The judiciary of Massachusetts has been divided across three levels: the Supreme Judicial Court which is the governing, apex judicial entity in the state, the appeal courts and the trial courts that handle the bulk of all civil and criminal matters entering the legal machinery of the area. The tribunals on every rung have their own distinctive set of powers and jurisdiction.
The trial courts: These are the largest part of the judicial hierarchy of the state and at the base of the legal pyramid. All cases, whether civil or criminal are started in these court rooms. So, these tribunals handle an array of matters from petition for arrest warrants to civil matters that involve suing a service provider for monetary compensation.
Trial courts are further divided into 7 departments that have been granted the authority to handle specific types of matters although many of these lower tribunals share jurisdiction with other trial courts. For instance, divorces are tackled by family courts while cases involving wills and inheritance are heard by probate courts. However, most criminal and civil cases are heard by district and superior courts.
The MA Superior Courts:These tribunals hear civil cases where the compensation amount exceeds $25,000. The damages claimed also have to be real and not speculative. For instance, if you are claiming damage to your house to the tune of $2500 but are expecting the neighbor to also hand you an additional $22,500 for emotional distress, the matter will quickly be bundled over to the district court. Criminal trials are also taken to superior courts and they can be decided on by the judge or the jury depending on the sparring parties. There are 20 superior courts across Massachusetts.
MA District Courts: When it comes to civil matters, there is no upper limit placed on the compensation amount. District Courts handle the bulk of the state’s civil and criminal cases with more than 168 justices serving the tribunals at this level. As far as criminal matters are concerned, district courts will only hear misdemeanor cases where the penalty involves a prison term of less than 5 years. Most cases are bench trials although in some matters, the defense and prosecution are given the right to choose between jury and bench trials. There are 69 district courts all across MA.

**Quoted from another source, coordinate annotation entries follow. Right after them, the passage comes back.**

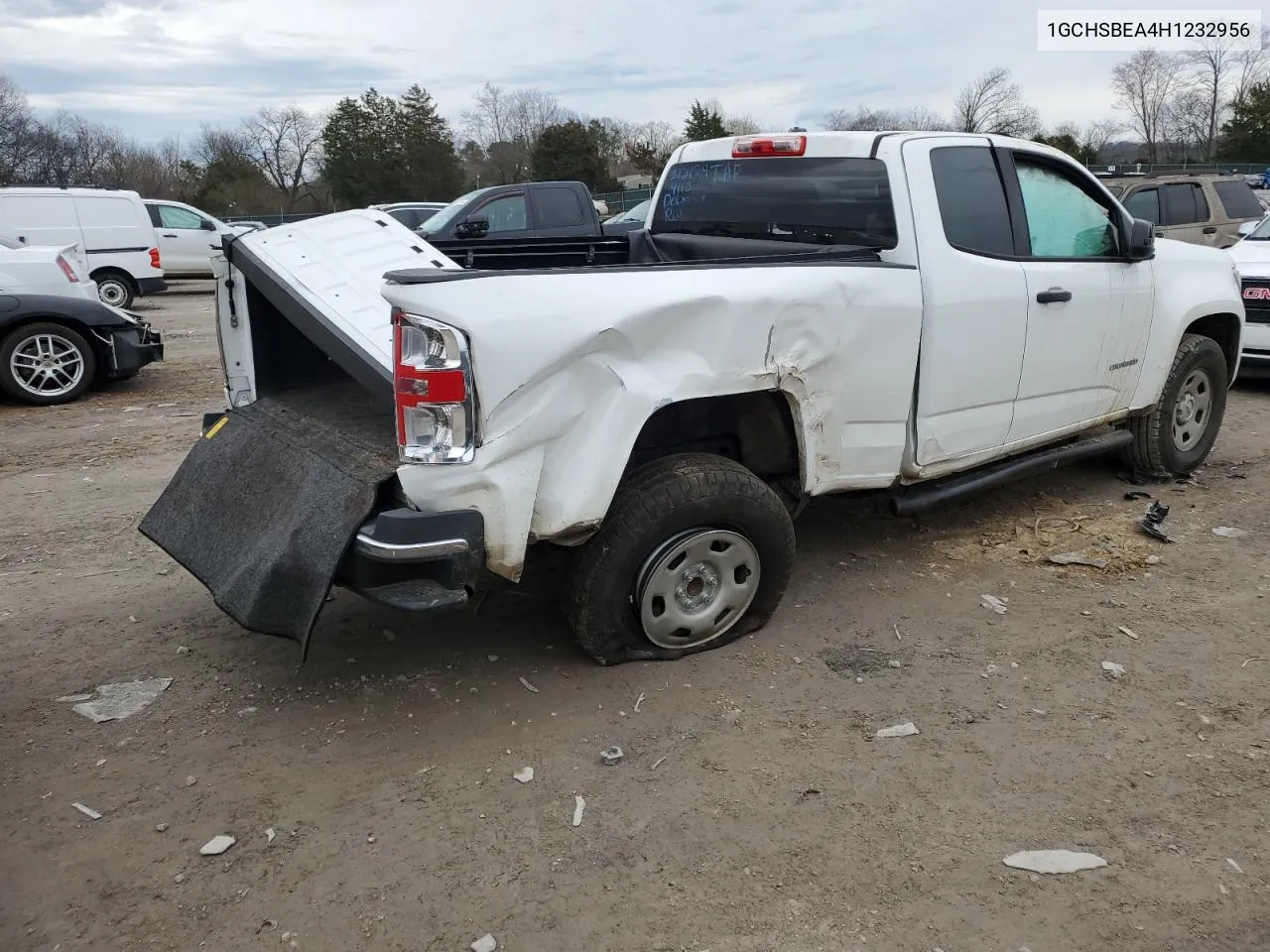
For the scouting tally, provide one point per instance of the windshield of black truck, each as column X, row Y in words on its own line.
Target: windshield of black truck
column 813, row 200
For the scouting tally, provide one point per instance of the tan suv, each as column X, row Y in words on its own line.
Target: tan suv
column 1201, row 208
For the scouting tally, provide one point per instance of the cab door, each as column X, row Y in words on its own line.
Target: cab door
column 974, row 299
column 1088, row 307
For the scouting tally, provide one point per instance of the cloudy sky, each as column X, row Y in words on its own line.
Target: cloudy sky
column 158, row 67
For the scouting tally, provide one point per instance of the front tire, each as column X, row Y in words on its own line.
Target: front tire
column 1176, row 436
column 46, row 365
column 695, row 552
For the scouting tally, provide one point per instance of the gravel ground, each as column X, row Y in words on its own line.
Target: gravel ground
column 754, row 809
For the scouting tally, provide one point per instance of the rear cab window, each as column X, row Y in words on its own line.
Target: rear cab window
column 821, row 200
column 1238, row 199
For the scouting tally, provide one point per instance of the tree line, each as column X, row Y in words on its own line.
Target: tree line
column 1203, row 105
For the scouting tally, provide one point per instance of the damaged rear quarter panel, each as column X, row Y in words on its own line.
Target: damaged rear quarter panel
column 570, row 366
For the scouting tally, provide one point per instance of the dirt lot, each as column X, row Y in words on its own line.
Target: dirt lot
column 754, row 809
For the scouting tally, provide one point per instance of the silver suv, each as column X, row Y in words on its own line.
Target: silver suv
column 1203, row 208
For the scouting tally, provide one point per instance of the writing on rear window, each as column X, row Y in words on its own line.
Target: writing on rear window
column 807, row 200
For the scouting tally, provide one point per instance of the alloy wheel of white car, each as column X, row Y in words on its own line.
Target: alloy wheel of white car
column 46, row 363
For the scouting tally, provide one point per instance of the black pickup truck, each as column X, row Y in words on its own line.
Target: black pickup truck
column 529, row 225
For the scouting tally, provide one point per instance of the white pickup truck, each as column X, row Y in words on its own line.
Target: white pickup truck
column 919, row 315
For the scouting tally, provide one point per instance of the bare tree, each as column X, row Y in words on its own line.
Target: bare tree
column 742, row 123
column 507, row 125
column 285, row 143
column 1144, row 86
column 994, row 103
column 865, row 119
column 1250, row 68
column 16, row 131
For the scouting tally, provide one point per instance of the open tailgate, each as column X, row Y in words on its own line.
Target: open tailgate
column 266, row 504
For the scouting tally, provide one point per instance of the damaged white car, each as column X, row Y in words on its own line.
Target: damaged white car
column 919, row 315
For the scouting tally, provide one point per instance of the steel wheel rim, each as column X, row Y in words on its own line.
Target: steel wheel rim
column 112, row 293
column 694, row 588
column 1193, row 411
column 46, row 365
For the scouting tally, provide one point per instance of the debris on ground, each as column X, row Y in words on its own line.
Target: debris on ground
column 216, row 846
column 1229, row 532
column 996, row 604
column 118, row 701
column 1078, row 558
column 901, row 730
column 1053, row 861
column 1153, row 520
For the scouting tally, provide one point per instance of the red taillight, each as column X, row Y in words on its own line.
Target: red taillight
column 432, row 390
column 754, row 146
column 67, row 271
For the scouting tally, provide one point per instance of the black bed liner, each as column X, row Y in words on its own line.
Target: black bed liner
column 266, row 504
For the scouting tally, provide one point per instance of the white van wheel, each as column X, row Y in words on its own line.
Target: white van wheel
column 114, row 289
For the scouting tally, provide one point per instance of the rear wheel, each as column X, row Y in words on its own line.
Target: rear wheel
column 114, row 289
column 695, row 552
column 1180, row 430
column 46, row 365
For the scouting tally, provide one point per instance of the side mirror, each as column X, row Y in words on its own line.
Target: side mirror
column 472, row 226
column 1142, row 240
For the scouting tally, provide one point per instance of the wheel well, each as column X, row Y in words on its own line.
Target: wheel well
column 754, row 429
column 1222, row 327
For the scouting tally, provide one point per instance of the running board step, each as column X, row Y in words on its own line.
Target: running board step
column 414, row 595
column 925, row 497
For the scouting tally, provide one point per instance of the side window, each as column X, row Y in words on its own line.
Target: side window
column 1238, row 199
column 1184, row 204
column 1062, row 220
column 971, row 199
column 506, row 213
column 173, row 217
column 557, row 208
column 1144, row 204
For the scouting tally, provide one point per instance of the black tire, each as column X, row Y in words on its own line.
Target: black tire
column 22, row 339
column 658, row 506
column 1155, row 449
column 114, row 289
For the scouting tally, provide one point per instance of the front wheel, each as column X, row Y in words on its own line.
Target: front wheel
column 46, row 365
column 1178, row 434
column 695, row 552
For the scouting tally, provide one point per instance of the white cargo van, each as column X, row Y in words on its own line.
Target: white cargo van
column 111, row 227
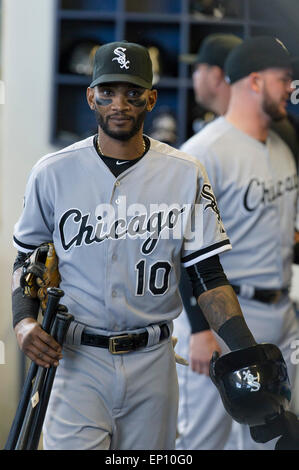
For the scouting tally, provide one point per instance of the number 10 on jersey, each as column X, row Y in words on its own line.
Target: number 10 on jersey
column 154, row 277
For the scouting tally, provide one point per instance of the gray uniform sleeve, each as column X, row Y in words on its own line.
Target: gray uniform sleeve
column 35, row 225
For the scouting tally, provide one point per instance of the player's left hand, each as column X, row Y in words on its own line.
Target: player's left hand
column 201, row 347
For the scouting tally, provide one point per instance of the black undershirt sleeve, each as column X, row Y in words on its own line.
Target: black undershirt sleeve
column 22, row 306
column 195, row 280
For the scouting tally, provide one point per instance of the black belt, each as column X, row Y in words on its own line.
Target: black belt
column 122, row 344
column 267, row 296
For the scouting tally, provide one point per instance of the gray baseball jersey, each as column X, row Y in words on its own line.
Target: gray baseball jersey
column 256, row 189
column 120, row 241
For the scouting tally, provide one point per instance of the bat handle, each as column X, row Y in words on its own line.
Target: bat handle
column 60, row 326
column 54, row 296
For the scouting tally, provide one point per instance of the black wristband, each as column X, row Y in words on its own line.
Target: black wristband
column 23, row 307
column 236, row 334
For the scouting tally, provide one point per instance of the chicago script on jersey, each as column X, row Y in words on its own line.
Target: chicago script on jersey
column 259, row 192
column 143, row 226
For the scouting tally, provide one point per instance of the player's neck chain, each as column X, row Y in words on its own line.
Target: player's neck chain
column 102, row 153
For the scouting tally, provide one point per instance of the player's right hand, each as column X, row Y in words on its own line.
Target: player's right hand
column 201, row 348
column 37, row 344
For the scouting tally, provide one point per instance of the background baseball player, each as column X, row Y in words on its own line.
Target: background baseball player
column 255, row 182
column 123, row 216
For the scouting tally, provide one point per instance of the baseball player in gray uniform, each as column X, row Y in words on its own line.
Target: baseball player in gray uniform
column 254, row 178
column 124, row 212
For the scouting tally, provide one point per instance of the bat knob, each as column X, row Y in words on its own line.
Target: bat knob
column 55, row 292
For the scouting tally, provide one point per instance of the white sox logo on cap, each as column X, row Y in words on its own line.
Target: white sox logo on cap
column 121, row 57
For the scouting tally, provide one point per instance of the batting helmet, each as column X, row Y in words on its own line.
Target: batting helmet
column 253, row 383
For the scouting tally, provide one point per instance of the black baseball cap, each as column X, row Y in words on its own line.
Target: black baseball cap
column 122, row 62
column 213, row 50
column 254, row 55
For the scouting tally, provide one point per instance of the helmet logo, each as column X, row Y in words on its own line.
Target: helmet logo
column 251, row 380
column 121, row 57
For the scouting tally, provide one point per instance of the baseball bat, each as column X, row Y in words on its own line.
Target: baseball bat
column 60, row 327
column 54, row 295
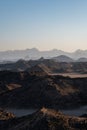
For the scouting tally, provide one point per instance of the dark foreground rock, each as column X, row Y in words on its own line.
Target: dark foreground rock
column 25, row 90
column 45, row 119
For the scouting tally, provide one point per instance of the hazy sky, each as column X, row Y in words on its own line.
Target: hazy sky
column 45, row 24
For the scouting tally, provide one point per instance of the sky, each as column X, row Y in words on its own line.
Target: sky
column 44, row 24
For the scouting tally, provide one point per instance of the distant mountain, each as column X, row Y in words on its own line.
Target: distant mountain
column 63, row 58
column 36, row 54
column 82, row 59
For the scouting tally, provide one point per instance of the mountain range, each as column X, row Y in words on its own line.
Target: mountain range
column 36, row 54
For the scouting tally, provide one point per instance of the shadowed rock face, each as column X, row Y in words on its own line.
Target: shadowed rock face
column 4, row 115
column 24, row 90
column 45, row 119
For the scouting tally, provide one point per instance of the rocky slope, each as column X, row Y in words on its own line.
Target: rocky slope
column 45, row 119
column 24, row 89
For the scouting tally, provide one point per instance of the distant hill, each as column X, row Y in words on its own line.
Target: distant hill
column 36, row 54
column 63, row 58
column 82, row 59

Other trial court departments in the state: Other tribunals at the trial court level which are considered departments of this court include:a land court which exclusively handles matters pertaining to real property, a juvenile court that hears matters involving children, housing courts which deal with tenant and landlord disputes, the Boston Municipal court that primarily tackles cases brought forward from the Suffolk County, Boston area and a probate and family court.
The Court of Appeals of Massachusetts is the tribunal that people approach when they are less than satisfied with the verdict of a district or superior court. Usually, only a small percentage of civil cases are appealed. In contrast, criminal matters are frequently taken to the higher tribunal for a reconsideration of the verdict.
The primary responsibility of this tribunal is to correct any legal errors that may have occurred during the course of the trial. So, cases are not reheard at this point hence there are no jurors. Instead, all matters that go to the appellate court are heard by a panel of 3 judges. The MA Court of Appeals is located in Boston and all reviews from lower tribunals are taken to this court except for those involving first degree murder charges.
The Supreme Court
This is the apex tribunal of the state that has original and discretionary jurisdiction. By law all first degree murder case reviews are handled directly by the Supreme Judicial Court. This tribunal plays an important role in shaping the laws of the state and protecting the rights of the citizens. One of its core responsibilities is to interpret laws passed by the parliament and ensure that these are implemented.